Allegro

Bill Crow’s Band Room

Volume 112, No. 6June, 2012

Bill Crow

Greg Thymius passed along a story Harvey Estrin once told him, about an event at the Waldorf-Astoria for president Richard Nixon. There was a long break between the rehearsal and the performance, and during the break, Harvey squeezed in a record date. When he returned to the hotel, he was stopped by Secret Service agents, who couldn’t find his name on any official list. He told them he would be vouched for by people in the ballroom, and two agents escorted him there, each holding him by an arm. Going up the stairs, they met the drummer, who, when queried about Harvey, said, “I’ve never seen this man in my life.” The agent’s grips tightened on Harvey’s arms, and suddenly he found himself on his back on the floor. “No, no,” said the drummer, “I was only kidding! He’s Harvey Estrin, our lead alto sax player!” But it wasn’t until the bandleader came and identified him that the agents let him go. “Okay, thank you,” they said, and headed back toward the door. Harvey stifled an impulse to shout, “And don’t come back!” He had learned that those guys don’t laugh too easily.


Tony Posk sent me a quote from Jascha Heifetz that was published in the Saturday Evening Post in 1993:

Once, in Seattle, just before a concert, I was running through my arrangement of Debussy’s “L’Enfant Prodigue.” I wasn’t satisfied with the way I was playing the ending, and kept doing it over and over. I was trying different ways of playing a certain passage. As I was practicing, a waiter came in to wheel out a tray which had contained my lunch. A bus boy followed on his heels. Both of them watched in amazement while I struggled. As they closed the door I just managed to hear the waiter tell the bus boy, “What a racket! This guy is giving a concert tonight, and he don’t even know how to play!”


Dan Block told me about a gig he did with Mike Kanan at Arturo’s, a venue Dan refers to as the “Yellow Ribbon Zone” because of the dumb requests they get there. A singer there asked if they knew any Oscar Brown tunes, and Dan asked if she knew any standards. “All right.” “How about ‘I Thought About You’?” “All right.” “What key?” (haughty stare) “E Minor diminished.”


Herb Gardner met a lady at a jazz festival who said she had been able to fulfill her late husband’s last request. All of the clergy at his funeral wore bright yellow T-shirts marked, “EVENT STAFF”.

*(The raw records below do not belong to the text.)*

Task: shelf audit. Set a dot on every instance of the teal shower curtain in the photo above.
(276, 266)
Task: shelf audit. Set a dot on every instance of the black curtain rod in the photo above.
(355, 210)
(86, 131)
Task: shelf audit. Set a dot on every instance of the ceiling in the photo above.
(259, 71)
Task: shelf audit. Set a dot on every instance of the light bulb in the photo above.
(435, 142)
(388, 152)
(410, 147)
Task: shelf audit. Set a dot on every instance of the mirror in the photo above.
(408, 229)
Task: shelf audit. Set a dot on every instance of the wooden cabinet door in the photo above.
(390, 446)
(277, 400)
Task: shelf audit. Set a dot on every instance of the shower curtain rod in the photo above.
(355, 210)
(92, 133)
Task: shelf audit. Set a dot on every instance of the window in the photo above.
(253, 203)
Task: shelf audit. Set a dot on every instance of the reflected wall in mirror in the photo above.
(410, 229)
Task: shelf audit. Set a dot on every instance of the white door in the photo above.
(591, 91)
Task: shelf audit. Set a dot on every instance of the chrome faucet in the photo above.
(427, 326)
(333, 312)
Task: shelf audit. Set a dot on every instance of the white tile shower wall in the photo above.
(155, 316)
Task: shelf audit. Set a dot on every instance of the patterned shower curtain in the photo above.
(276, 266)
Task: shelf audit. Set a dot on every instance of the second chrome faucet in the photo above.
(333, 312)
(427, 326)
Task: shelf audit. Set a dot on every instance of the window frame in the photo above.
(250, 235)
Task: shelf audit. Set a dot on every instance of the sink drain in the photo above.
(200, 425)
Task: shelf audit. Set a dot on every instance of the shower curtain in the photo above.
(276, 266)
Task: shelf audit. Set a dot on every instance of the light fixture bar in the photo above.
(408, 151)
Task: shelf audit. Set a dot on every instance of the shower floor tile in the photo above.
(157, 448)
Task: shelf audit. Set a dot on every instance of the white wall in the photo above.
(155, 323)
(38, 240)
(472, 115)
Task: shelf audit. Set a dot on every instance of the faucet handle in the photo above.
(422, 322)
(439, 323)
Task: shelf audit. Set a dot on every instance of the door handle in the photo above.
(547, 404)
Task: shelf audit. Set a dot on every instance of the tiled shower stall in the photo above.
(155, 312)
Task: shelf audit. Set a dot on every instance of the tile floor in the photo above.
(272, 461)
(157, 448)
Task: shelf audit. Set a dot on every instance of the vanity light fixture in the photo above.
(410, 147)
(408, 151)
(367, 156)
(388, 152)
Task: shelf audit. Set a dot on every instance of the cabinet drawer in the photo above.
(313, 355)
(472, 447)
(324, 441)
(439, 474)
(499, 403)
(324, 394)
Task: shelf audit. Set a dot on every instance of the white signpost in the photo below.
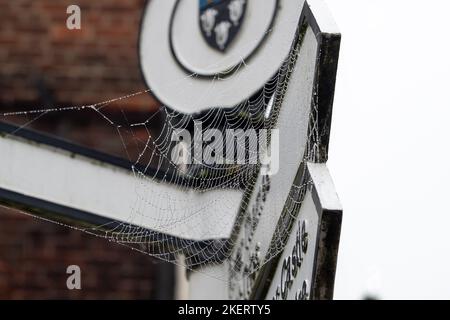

When Forrest Buchtel was with Duke Ellington, backstage at Caesar’s Palace, he was asked by Duke’s son Mercer if he was comfortable playing with the band. He answered, “Duke doesn’t talk to me very much.” Mercer asked the other members of the band, “He talk to any of you?” Forrest heard, “Not me,” several times. Someone said, “He talked to me about a week ago. Nobody since, I guess.” Mercer said to Forrest, “You’re the only one he’s talking to.”


Bill Zinn’s Ragtime String Quartet featured Gay Nineties costumes, a barber pole support for the music stand, a cymbal-playing mechanical monkey, finger cymbals on the tip of the cellist’s bow, a Bombay carriage horn for tuning, and a prop telephone that could be rung with a foot switch. Zinn would ring the phone, answer it and say, “Hello. Jascha? Jascha who? Oh, Heifetz! Sorry, Jascha, I’m busy giving a concert and can’t give you a violin lesson. Call me tomorrow.”

On one concert that was booked at a college in Springfield, Mass., the quartet arrived early, set up their stage paraphernalia and sound system, donned their costumes and took the stage, to discover that there was no audience. The absent-minded professor who had booked them had advertised a different date.

Apologies were offered, but the musicians were told that they would have to play the concert if they wanted to be paid. The professor found one student who was appointed to be the audience, and they proceeded with their performance for an audience of one.

When they finished, the student arose from her seat and applauded wildly. Shouting “Bravo!” The quartet invited her up to the stage, where they discovered that she was quite deaf. Her hearing aid batteries had gone dead, and she hadn’t had time to go to her locker for fresh ones.


Eric Hochberg sent me this one: Chicago pianist Larry Novak was opening with his trio for Oscar Peterson at the London House. After his set, he was sitting in a booth with Oscar when a guy from the audience came up wanting “your autograph, Mr. Peterson” and handed the paper and pen to Larry! Oscar kept quiet and Larry signed.


Scott Robinson was playing at the Ear Inn one night. Jon Kellso called a tune and then specified “five flats.”

“Just like my old Rambler!” Greg Cohen exclaimed. “Even the spare was flat!”